Thanks to the Young Architects Award she received this year from the American Institute of Architects (one of 11 awarded nationwide), and the fact that she’s “one of the few right now who’s both a woman and a mom and working on something big like this,” Slattery has received her share of the attention surrounding the Kauffman Center’s opening. She is, however, quick to point out that architecture is by nature a collaborative profession. “I’m one of over 20 people on the project at BNIM,” she says. “I’m proud of my contribution, but there are actually many who contributed more to the actual exection.”
A small-town girl from Steelville, Mo., Slattery grew up loving math, science, and art, and found the intersection of the three in architecture, a vocation she selected as a fourth-grader. After attending the University of Kansas she adopted Kansas City as her hometown and feels she’s had more professional opportunities than she would have had in a larger, coastal city. That’s one of the main reasons she and her husband, also an architect, decided to stay.
“There’s a lot of art in the culture here, and that makes this a good place to get your feet wet and be involved in really interesting stuff,” she says. “With BNIM, I’ve had amazing opportunities to do amazing work. There’s more opportunity. People think you can only do great design on the coasts, and in reality, this is where it’s happening.”

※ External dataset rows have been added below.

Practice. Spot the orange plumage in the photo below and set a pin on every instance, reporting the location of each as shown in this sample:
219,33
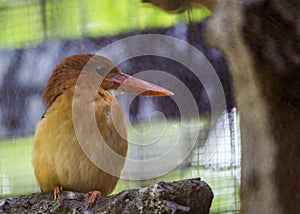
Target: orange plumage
58,159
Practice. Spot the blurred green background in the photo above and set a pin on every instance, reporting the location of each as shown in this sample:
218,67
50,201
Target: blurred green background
27,24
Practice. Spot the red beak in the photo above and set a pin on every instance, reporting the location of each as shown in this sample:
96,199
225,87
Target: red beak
132,85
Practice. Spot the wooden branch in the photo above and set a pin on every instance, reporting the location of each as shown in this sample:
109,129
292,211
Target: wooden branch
185,196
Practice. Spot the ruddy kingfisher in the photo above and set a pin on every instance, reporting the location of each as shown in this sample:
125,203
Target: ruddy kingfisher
58,159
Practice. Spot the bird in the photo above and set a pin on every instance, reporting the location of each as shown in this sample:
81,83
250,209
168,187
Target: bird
58,158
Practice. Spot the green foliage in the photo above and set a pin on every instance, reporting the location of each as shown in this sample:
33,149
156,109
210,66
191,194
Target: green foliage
25,23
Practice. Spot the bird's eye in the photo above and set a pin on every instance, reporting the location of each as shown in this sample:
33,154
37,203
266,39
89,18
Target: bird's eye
101,70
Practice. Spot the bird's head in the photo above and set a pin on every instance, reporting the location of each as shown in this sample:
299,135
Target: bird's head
65,75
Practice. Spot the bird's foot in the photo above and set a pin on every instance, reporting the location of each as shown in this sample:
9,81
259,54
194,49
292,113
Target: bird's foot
56,192
93,196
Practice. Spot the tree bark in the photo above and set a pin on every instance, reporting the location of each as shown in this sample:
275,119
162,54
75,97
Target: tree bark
185,196
261,41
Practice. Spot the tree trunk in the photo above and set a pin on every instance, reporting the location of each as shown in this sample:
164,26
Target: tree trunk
185,196
261,40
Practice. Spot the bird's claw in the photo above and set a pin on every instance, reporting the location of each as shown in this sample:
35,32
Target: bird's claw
93,196
56,192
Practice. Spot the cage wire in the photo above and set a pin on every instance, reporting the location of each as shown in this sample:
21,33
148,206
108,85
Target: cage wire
36,34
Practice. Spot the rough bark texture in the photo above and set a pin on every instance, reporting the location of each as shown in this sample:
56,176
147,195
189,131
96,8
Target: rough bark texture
261,40
185,196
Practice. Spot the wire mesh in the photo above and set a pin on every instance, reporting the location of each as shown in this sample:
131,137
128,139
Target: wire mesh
35,35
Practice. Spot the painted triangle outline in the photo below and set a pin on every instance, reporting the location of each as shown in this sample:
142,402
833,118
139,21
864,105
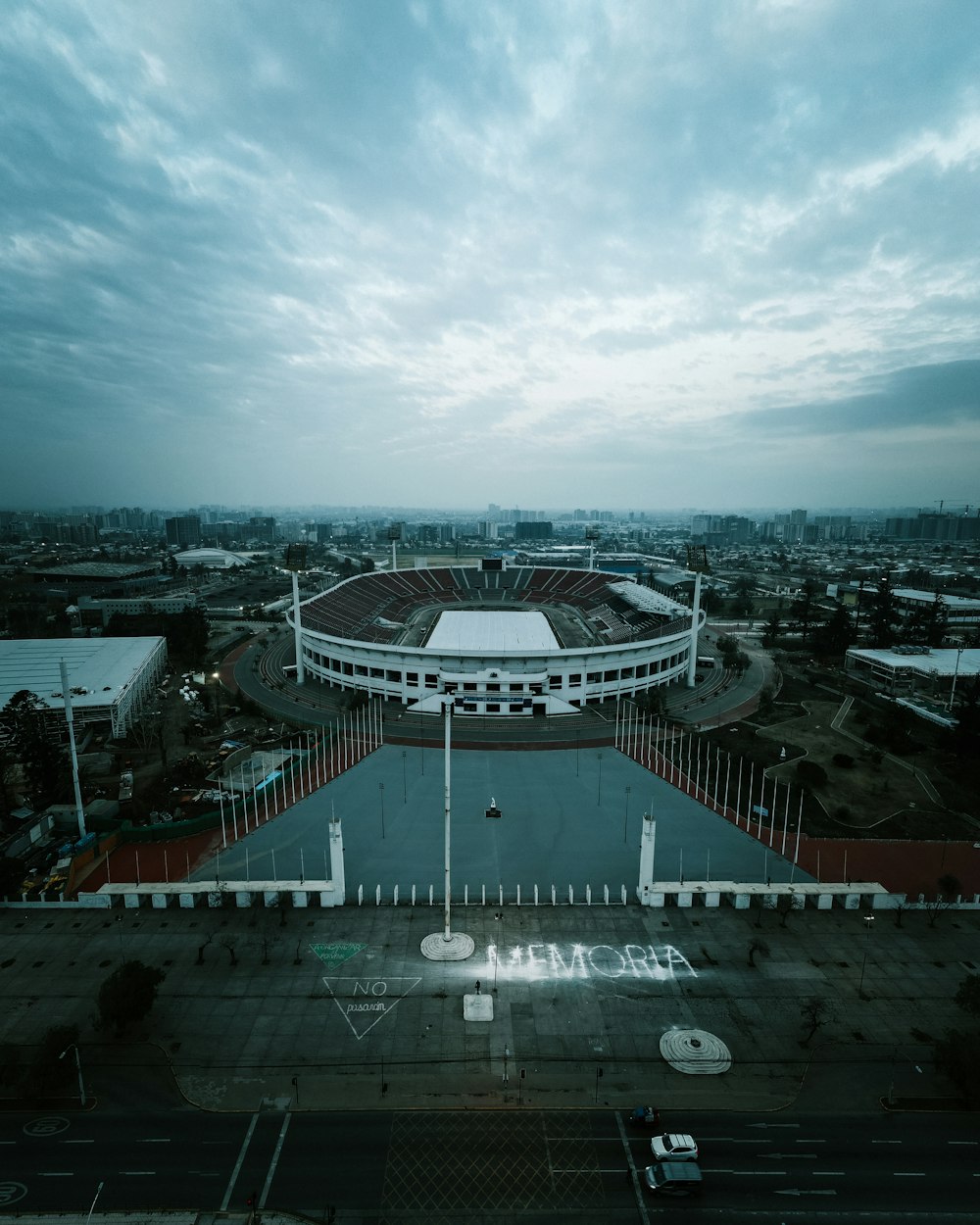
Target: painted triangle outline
361,1007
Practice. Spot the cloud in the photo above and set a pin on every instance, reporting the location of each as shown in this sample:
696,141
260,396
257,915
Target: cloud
356,251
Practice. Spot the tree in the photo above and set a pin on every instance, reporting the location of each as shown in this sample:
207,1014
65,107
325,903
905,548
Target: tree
882,615
968,995
42,760
927,622
127,995
814,1012
958,1056
836,633
770,630
802,609
949,890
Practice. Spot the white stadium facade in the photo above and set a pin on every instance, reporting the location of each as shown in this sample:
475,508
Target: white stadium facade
508,641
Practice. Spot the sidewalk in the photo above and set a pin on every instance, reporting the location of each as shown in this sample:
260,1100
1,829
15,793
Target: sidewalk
339,1009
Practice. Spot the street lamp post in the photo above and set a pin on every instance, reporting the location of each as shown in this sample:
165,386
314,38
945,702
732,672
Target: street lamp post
447,946
98,1192
956,674
82,1097
498,917
868,925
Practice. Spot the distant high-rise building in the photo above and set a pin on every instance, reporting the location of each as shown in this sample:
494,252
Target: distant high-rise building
184,530
261,527
525,530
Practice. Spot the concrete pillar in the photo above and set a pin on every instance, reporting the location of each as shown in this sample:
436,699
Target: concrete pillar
647,847
695,613
337,862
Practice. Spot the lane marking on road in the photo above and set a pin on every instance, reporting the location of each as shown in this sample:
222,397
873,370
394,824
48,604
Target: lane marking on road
274,1160
236,1170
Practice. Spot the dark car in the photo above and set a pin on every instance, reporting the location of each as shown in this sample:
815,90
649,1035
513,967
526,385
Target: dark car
672,1179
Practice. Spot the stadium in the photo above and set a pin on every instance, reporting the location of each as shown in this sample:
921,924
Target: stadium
515,641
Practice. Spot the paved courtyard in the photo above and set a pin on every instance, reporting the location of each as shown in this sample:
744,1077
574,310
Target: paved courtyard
571,817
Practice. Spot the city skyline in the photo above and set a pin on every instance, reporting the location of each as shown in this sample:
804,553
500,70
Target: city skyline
631,255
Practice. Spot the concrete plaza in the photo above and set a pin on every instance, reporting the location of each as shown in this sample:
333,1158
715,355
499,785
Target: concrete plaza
571,817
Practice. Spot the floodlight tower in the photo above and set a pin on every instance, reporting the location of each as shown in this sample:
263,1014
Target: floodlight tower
395,535
697,562
295,562
592,535
70,720
446,946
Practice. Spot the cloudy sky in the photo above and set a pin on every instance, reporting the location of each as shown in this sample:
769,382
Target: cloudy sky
447,253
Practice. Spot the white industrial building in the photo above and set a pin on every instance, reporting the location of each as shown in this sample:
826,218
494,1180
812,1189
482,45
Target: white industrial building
111,680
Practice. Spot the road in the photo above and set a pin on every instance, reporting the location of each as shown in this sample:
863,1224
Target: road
462,1164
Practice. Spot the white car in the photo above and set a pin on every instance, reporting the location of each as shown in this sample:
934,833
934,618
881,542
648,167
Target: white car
674,1147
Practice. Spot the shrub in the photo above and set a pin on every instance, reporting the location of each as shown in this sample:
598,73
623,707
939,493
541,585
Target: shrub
809,773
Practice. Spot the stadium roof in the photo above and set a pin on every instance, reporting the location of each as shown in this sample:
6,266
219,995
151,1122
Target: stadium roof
493,631
648,601
215,559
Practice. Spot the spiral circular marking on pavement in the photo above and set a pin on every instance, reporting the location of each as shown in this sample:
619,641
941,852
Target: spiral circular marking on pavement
695,1053
457,949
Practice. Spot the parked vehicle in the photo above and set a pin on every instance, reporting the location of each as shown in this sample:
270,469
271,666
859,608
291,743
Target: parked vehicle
672,1179
674,1147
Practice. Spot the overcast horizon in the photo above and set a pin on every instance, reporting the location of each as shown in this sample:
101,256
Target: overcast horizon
535,254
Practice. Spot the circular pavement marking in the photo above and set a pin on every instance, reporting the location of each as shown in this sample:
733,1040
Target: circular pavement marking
695,1052
457,949
49,1125
10,1192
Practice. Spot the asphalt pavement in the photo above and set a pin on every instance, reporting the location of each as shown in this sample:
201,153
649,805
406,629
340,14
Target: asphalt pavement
333,1009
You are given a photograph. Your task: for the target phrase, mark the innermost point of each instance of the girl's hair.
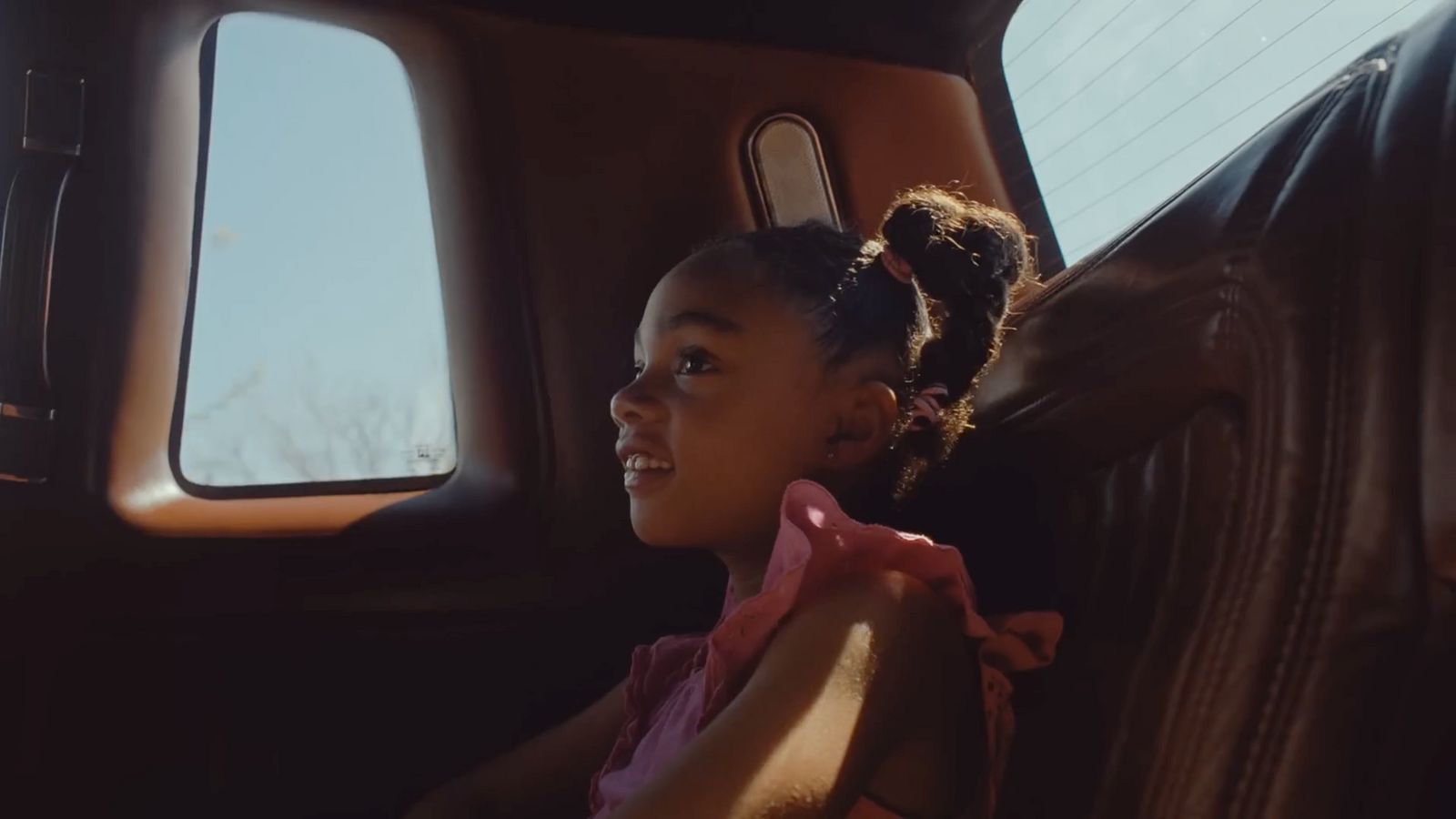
(944, 327)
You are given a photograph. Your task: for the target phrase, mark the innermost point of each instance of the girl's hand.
(826, 705)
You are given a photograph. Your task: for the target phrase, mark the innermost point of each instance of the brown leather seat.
(1239, 421)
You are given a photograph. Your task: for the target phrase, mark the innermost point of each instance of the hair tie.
(897, 266)
(928, 404)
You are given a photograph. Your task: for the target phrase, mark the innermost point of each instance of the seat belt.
(50, 146)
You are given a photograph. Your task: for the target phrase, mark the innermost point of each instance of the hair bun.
(957, 247)
(970, 258)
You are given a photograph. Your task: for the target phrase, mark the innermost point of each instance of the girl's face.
(732, 402)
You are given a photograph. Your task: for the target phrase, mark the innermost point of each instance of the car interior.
(1222, 443)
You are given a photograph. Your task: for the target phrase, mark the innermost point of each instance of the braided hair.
(932, 288)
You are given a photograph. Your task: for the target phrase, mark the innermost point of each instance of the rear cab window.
(1123, 102)
(317, 358)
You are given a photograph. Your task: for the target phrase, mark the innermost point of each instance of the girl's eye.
(695, 361)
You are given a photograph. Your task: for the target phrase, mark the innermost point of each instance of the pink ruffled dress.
(679, 683)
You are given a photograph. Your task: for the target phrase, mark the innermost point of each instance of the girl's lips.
(642, 481)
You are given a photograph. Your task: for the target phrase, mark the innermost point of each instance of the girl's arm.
(824, 707)
(545, 777)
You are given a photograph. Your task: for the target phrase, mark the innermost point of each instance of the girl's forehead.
(740, 300)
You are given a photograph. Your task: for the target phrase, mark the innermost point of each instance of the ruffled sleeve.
(817, 542)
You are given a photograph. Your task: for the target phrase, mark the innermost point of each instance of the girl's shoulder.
(817, 550)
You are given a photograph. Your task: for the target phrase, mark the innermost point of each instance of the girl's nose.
(635, 404)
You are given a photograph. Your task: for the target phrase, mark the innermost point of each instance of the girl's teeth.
(640, 462)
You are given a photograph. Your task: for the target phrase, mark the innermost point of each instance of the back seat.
(1234, 429)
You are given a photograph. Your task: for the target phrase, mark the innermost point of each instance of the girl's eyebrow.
(701, 318)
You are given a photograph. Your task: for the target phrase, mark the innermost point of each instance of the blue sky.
(318, 347)
(1121, 102)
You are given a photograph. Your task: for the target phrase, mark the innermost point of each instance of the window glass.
(318, 339)
(1123, 102)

Architecture is traditionally a male-dominated profession. There are nearly as many female architecture students as male, but the number of women who go on to become practicing architects drops sharply, with only approximately 20 percent of female students getting licensed. To encourage more women to stay in architecture, Slattery co-founded Women in Design Kansas City. The group provides mentorship, advocacy, and support and will award its first scholarship this fall.
Slattery hopes Women in Design will serve as a support system during the initial five- to 10-year entry period, when architects must put in long hours and learn to navigate what she calls a “macho culture.” “It’s hard on family life, so there has to be sacrifice and decision-making,” she says. “It’s a tough profession. But I love the work so much that I’m willing to put in the extra time.”
That’s not to say it’s been easy to achieve an ideal work-life balance. Slattery’s five-year-old son and two-year-old daughter were both born while she was working on the Kauffman Center. “I sometimes call this one my third kid, this building,” she laughs. “You have to take it each day at a time and look at the grander scheme of things.” She credits her husband for being an “amazing partner,” as well as BNIM for flexibility while she was on maternity leave and allowing her to work part-time when she returned.
Slattery’s next project is the Western Institute of Nanotechnology on Green Engineering and Metrology building at UCLA, for which she’ll travel weekly to Los Angeles. But she feels the investment is worthwhile—the building will house research on the next frontiers in energy, a prospect that excites Slattery.
Though maintaining balance can be difficult, Slattery feels “blessed.” “I’ve been able to move things forward, and so far it seems like everybody’s still OK.” she laughs. “I take the idea that I’m trying to better my kids’ world to heart.”